Update 5/2017. Now that the static state parser is working, time to move on to the syntax. The next big issue is language. So far, I’ve written in PERL. Love it. Works brilliantly. But much of the available open-source code is in python. NLTK is in python. You can tokenize with it. Parse with it. The Helsinki parsed OE corpus is in it. And it loads into a script easy-peasy. Very tempting to switch horses in mid stream.
Second issue: I’m moving the parser from UNIX to LINUX.

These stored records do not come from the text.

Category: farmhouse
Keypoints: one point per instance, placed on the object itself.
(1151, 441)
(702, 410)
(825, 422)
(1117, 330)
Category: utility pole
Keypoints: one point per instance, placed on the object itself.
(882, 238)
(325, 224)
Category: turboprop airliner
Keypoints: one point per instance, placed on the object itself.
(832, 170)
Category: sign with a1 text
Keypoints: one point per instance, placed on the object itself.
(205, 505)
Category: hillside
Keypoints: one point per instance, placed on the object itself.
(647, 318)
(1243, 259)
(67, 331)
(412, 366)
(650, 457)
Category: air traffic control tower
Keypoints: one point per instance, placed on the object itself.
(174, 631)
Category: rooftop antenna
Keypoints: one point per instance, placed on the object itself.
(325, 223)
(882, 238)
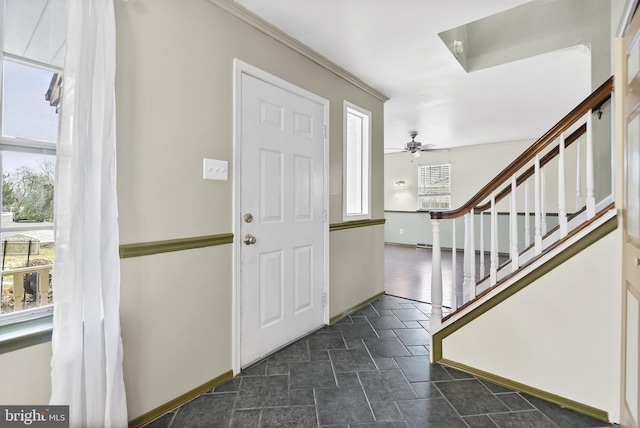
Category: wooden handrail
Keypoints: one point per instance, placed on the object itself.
(593, 101)
(529, 172)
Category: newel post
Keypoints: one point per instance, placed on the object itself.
(436, 279)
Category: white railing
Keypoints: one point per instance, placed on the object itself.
(42, 283)
(558, 151)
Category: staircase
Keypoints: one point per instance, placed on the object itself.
(537, 235)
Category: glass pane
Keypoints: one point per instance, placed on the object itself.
(27, 188)
(27, 260)
(26, 112)
(354, 164)
(434, 202)
(27, 230)
(633, 179)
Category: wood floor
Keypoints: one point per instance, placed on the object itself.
(408, 273)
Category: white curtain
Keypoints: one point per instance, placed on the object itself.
(87, 346)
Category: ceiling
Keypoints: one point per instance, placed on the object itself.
(394, 46)
(36, 29)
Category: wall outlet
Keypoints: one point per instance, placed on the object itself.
(215, 169)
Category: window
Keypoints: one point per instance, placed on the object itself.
(30, 83)
(357, 163)
(434, 187)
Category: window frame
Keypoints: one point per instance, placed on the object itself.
(364, 174)
(31, 324)
(433, 195)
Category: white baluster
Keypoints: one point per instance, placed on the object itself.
(472, 265)
(591, 200)
(543, 203)
(562, 209)
(454, 274)
(466, 285)
(436, 278)
(493, 266)
(482, 269)
(579, 202)
(527, 226)
(537, 231)
(513, 232)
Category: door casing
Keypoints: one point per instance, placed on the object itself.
(240, 68)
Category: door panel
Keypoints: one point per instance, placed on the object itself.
(282, 185)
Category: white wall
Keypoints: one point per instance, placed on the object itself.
(471, 168)
(560, 334)
(26, 375)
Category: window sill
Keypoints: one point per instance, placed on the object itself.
(25, 333)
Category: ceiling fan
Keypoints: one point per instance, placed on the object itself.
(415, 147)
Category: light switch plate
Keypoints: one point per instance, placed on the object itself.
(215, 169)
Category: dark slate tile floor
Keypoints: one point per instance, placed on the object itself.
(370, 369)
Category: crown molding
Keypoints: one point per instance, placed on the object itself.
(260, 24)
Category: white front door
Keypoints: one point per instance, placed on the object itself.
(282, 231)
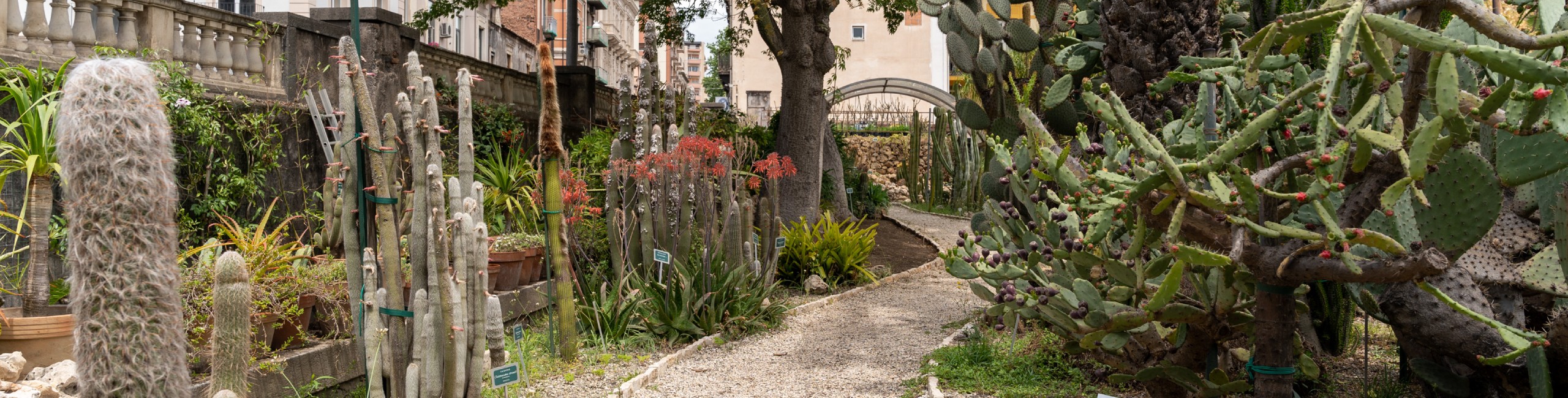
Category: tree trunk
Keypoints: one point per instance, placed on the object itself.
(805, 55)
(40, 203)
(1145, 40)
(833, 170)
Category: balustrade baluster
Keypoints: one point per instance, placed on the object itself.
(192, 44)
(178, 46)
(60, 29)
(237, 52)
(13, 26)
(209, 49)
(127, 27)
(83, 29)
(223, 55)
(255, 54)
(104, 26)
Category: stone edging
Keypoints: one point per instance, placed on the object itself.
(634, 385)
(911, 209)
(932, 391)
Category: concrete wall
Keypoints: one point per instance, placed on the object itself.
(916, 51)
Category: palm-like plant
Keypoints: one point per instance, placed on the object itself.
(508, 190)
(30, 148)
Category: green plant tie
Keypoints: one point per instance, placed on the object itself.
(1253, 370)
(397, 312)
(1277, 289)
(379, 200)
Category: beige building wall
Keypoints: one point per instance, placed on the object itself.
(918, 52)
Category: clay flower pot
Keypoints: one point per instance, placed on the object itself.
(510, 273)
(292, 331)
(41, 339)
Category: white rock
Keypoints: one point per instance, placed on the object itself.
(816, 286)
(62, 377)
(12, 366)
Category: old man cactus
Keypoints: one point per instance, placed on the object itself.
(1416, 167)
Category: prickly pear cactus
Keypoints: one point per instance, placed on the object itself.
(1415, 167)
(124, 284)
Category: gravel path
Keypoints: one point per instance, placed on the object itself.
(860, 347)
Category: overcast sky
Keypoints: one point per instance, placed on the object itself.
(706, 30)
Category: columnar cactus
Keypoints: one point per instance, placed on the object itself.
(231, 323)
(554, 151)
(115, 138)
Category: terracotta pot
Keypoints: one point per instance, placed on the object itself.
(43, 340)
(491, 271)
(510, 270)
(292, 331)
(535, 259)
(264, 326)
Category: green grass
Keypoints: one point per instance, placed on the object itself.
(940, 209)
(995, 364)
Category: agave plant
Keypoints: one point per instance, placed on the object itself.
(508, 192)
(30, 149)
(1155, 245)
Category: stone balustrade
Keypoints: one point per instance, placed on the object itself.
(220, 48)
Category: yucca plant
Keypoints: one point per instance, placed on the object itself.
(30, 149)
(833, 250)
(508, 192)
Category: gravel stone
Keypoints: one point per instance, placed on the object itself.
(866, 345)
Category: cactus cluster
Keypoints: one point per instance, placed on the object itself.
(441, 350)
(124, 282)
(671, 187)
(1145, 243)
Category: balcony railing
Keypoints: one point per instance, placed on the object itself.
(217, 46)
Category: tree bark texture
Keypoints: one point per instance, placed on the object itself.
(805, 54)
(1145, 40)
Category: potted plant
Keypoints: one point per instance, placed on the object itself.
(511, 253)
(41, 331)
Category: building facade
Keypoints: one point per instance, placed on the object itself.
(916, 51)
(684, 65)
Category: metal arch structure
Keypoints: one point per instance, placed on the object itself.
(894, 85)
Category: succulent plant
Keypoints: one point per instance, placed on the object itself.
(1181, 231)
(124, 284)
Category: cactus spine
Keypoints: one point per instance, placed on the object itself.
(554, 152)
(231, 336)
(115, 138)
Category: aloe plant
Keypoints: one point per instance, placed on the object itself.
(1393, 170)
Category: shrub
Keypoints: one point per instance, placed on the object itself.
(516, 242)
(686, 306)
(833, 250)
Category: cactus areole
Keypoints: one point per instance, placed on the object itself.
(124, 286)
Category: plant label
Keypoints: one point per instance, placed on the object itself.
(504, 377)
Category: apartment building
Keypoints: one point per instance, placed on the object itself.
(918, 52)
(477, 32)
(684, 65)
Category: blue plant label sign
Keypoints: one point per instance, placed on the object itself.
(504, 377)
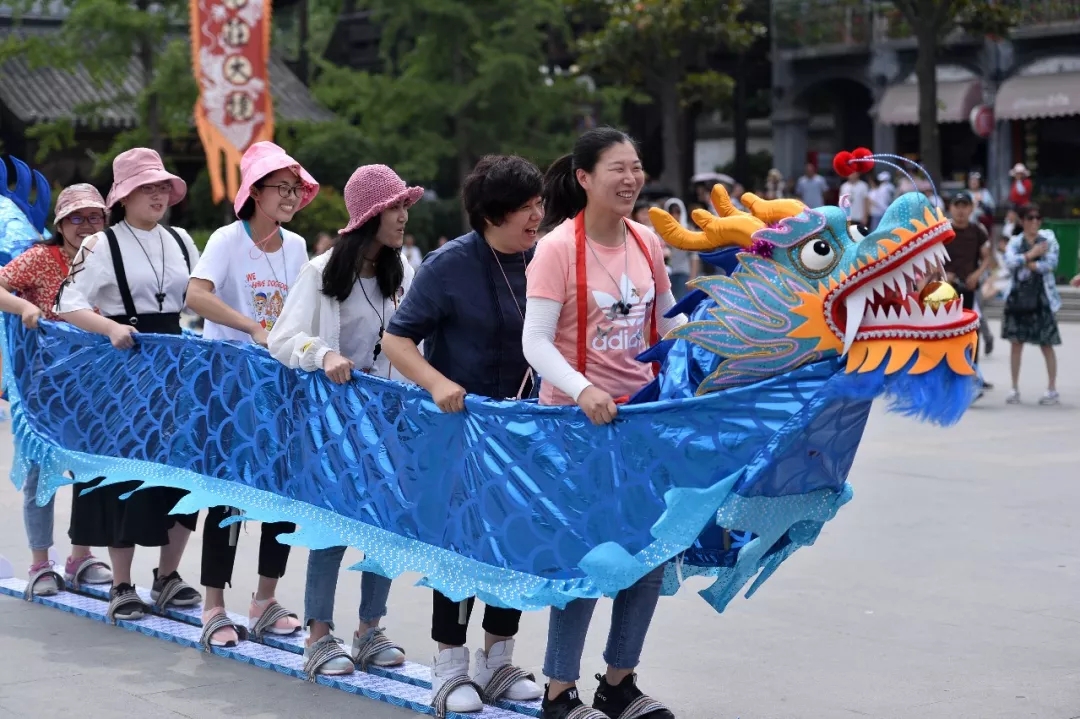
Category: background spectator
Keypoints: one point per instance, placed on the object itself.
(811, 187)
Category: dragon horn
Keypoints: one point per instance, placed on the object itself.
(675, 234)
(771, 212)
(723, 202)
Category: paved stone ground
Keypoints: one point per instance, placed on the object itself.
(949, 588)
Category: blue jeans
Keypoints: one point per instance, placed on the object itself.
(323, 569)
(38, 519)
(631, 616)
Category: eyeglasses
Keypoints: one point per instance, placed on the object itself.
(79, 219)
(288, 190)
(160, 188)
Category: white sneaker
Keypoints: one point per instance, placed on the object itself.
(453, 663)
(502, 654)
(1050, 397)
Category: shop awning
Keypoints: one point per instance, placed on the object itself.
(900, 104)
(1023, 97)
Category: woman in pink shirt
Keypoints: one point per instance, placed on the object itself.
(597, 292)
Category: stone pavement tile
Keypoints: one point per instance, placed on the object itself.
(259, 693)
(45, 699)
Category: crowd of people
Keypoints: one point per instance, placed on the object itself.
(365, 302)
(576, 309)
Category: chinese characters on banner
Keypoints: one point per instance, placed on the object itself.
(230, 56)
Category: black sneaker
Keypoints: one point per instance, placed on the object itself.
(567, 705)
(124, 604)
(180, 595)
(626, 699)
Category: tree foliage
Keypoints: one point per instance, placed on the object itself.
(658, 49)
(135, 54)
(931, 22)
(462, 79)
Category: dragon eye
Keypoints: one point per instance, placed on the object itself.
(817, 255)
(858, 232)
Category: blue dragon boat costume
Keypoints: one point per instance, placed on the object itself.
(730, 460)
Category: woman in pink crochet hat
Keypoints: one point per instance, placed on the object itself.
(253, 257)
(129, 279)
(37, 275)
(334, 320)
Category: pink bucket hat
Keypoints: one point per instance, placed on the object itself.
(262, 159)
(139, 166)
(370, 190)
(76, 198)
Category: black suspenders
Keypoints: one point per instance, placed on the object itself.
(118, 267)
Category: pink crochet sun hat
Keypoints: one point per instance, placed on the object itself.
(76, 198)
(370, 190)
(140, 166)
(262, 159)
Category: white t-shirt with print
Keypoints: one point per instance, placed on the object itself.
(250, 281)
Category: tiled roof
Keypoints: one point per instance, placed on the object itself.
(46, 94)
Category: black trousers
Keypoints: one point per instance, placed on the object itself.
(219, 557)
(446, 627)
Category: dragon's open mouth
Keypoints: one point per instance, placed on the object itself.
(890, 297)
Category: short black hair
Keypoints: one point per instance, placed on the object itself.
(499, 185)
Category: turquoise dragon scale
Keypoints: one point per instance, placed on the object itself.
(730, 460)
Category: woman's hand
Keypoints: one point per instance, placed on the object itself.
(449, 396)
(597, 405)
(121, 336)
(337, 367)
(261, 337)
(30, 316)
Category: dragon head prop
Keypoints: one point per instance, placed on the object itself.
(810, 285)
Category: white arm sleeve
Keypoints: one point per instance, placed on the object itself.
(664, 325)
(538, 343)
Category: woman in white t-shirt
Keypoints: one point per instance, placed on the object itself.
(240, 286)
(334, 320)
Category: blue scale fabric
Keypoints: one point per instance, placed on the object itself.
(518, 504)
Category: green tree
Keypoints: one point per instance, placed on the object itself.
(105, 38)
(462, 79)
(930, 22)
(658, 49)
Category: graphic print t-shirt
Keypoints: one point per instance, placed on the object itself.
(612, 274)
(250, 281)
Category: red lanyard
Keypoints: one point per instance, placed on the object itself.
(579, 233)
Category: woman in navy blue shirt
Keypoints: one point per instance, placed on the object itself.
(467, 304)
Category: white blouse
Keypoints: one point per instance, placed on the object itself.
(311, 323)
(151, 260)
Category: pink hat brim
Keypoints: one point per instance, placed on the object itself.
(121, 190)
(412, 195)
(271, 164)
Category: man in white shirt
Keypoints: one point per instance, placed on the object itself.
(859, 192)
(811, 187)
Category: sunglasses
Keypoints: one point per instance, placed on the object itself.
(79, 219)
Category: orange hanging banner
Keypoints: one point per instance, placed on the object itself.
(230, 56)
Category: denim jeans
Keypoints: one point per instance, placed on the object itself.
(323, 569)
(38, 519)
(630, 622)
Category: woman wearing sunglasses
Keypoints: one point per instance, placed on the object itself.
(334, 320)
(244, 262)
(37, 275)
(1033, 300)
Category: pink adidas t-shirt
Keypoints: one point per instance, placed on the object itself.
(611, 340)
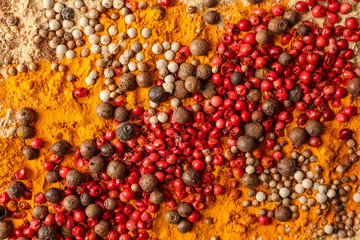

I’m putting the parser on a sandboxed Dell that’s about 10 years old and about $150 on Amazon. Fine computer that still runs Ubuntu! As an aside, I can configure the IP tables to reject traffic from China, which cuts back significantly on lost processor time spent dealing with robot hack attempts every 2 seconds. Here hacker “tomcat” is calling from 188.8.131.52, which is Chinanet, No.31, Jingrong Street, Beijing
Two seconds later, the next caller, 184.108.40.206 at port 36116:11, is from the same server. Between this sort of nonsense and the spam, it’s a wonder academic computing can do anything else.
Now that the basic parser is working, it needs fine-tuning. First, the lists of closed-class words need to be improved. Pronouns are especially difficult to differentiate, and I wonder if I need to. Relative, interrogative, demonstrative—are these required to assemble phrases?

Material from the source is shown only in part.